Interestingly, I too received the letter referred to by the noble Lord, Lord Storey, but I did not throw it away because it reminded me of the opposition to equality, tolerance and understanding—three things that should be at the very heart of all education. The letter said that lesbian, gay, bisexual and trans relationships were short and lonely. Perhaps my 31-year relationship with Paul Cottingham was short compared to others—I do not know—but certainly it was never lonely and I felt completely fulfilled.

What about the children in schools who come from same-sex families—who have same-sex parents? Are not their relationships and their families’ relationships as important and as viable? Should they not be properly represented, discussed and given equivalence with other loving relationships? Of course they should.

As soon as we put sex and education together, the bonfire starts—especially the bonfire of misinformation. Of course parents will and do maintain control. As was said earlier, whether a parent wishes to teach a child outside school according to their faith or none is entirely up to them. But, please, let us remember that people of all faiths and none are also lesbian, gay, bisexual and trans. It is vital that children and LGBT children receive comprehensive and inclusive sex and relationships education. In this regard I recommend to your Lordships a book to be published in June entitled Celebrating Difference: A Whole-School Approach to LGBT+ Inclusion by Shaun Dellenty. I have been privileged to see an advance copy.

I commend the Government for the guidance and regulations, and the noble Lord, Lord Agnew, for the way in which he has presented them this afternoon to your Lordships’ House. I am grateful also to the organisations that have made contact: the Terrence Higgins Trust, the National Society for the Prevention of Cruelty to Children, the Children’s Society, Barnardo’s and the National Children’s Bureau, which provided excellent briefings.

I will finish on a couple of points provided by those organisations in their so-called Sex Education Forum. They state:

“The majority of parents want schools to teach RSE”.


Some 92% affirmed that in an independent poll in 2016.

“Effective RSE is a partnership between parents and schools. Parental involvement is integral to the new RSE guidance … Education, not ignorance, is the only way that children will be able to recognise abusive behaviour and know how to seek help. 1 in 20 children are sexually abused and 1 in 3 did not tell an adult (Radford, 2011). Sexual abuse can happen to any child, so the only way to safeguard children is to ensure Relationships Education has no opt out … Bullying and … mental health affect LGBT young people at alarming rates. Nearly half of LGBT pupils (45 per cent) are bullied for being LGBT at school”,


as shown in the Stonewall survey of 2017.

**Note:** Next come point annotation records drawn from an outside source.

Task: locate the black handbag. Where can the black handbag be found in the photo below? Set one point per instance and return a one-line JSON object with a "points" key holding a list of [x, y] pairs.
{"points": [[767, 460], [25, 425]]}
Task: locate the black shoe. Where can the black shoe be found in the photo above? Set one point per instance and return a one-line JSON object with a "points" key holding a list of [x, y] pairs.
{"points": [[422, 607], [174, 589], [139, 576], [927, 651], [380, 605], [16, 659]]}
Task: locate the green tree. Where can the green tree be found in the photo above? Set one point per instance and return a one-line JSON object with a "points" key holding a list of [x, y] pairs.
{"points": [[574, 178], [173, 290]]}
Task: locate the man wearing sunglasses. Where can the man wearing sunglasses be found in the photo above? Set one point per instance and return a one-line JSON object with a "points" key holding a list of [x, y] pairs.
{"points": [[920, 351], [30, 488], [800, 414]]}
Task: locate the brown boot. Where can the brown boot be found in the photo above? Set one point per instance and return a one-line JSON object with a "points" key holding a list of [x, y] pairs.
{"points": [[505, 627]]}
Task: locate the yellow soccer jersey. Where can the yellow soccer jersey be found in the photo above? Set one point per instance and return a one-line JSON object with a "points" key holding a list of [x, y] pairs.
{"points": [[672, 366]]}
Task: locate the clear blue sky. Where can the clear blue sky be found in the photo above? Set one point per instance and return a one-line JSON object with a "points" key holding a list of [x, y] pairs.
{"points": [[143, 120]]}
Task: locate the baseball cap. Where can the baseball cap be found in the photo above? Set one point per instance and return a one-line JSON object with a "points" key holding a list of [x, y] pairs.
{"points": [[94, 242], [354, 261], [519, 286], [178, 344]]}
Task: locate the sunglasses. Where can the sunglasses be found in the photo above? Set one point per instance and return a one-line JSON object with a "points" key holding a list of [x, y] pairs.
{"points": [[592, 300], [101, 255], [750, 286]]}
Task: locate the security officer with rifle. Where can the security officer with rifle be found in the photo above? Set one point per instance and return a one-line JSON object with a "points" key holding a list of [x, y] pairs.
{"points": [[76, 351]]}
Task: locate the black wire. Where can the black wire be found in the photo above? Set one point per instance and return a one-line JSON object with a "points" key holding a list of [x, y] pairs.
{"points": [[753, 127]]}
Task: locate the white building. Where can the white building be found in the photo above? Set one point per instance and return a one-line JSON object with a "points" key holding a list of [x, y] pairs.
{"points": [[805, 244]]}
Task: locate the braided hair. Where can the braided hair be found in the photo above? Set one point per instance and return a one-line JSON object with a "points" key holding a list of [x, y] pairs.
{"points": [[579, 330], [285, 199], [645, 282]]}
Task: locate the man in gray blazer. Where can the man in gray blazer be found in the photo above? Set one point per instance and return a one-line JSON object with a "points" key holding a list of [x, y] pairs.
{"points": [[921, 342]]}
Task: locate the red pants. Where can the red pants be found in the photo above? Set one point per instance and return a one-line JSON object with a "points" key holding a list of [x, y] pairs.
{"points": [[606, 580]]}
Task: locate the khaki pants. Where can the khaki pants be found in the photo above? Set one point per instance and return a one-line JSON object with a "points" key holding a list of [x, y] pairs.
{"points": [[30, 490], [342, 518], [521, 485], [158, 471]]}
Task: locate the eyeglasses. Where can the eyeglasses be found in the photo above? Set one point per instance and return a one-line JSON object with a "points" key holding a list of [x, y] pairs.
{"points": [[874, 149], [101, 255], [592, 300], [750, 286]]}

“Schools are already required to teach in a way that does not discriminate on protected characteristics, so an LGBT inclusive approach to RSE is nothing new … Teachers need training in RSE so that schools can offer the high quality provision. 80% of parents want teachers to have training in RSE”,


according to the Sex Education Forum 2018.

I would like to see HIV and sexual health become a core part of the RSE curriculum if we are to empower and inform children for the real world in which they will live.

Lord Russell of Liverpool Portrait Lord Russell of Liverpool (CB)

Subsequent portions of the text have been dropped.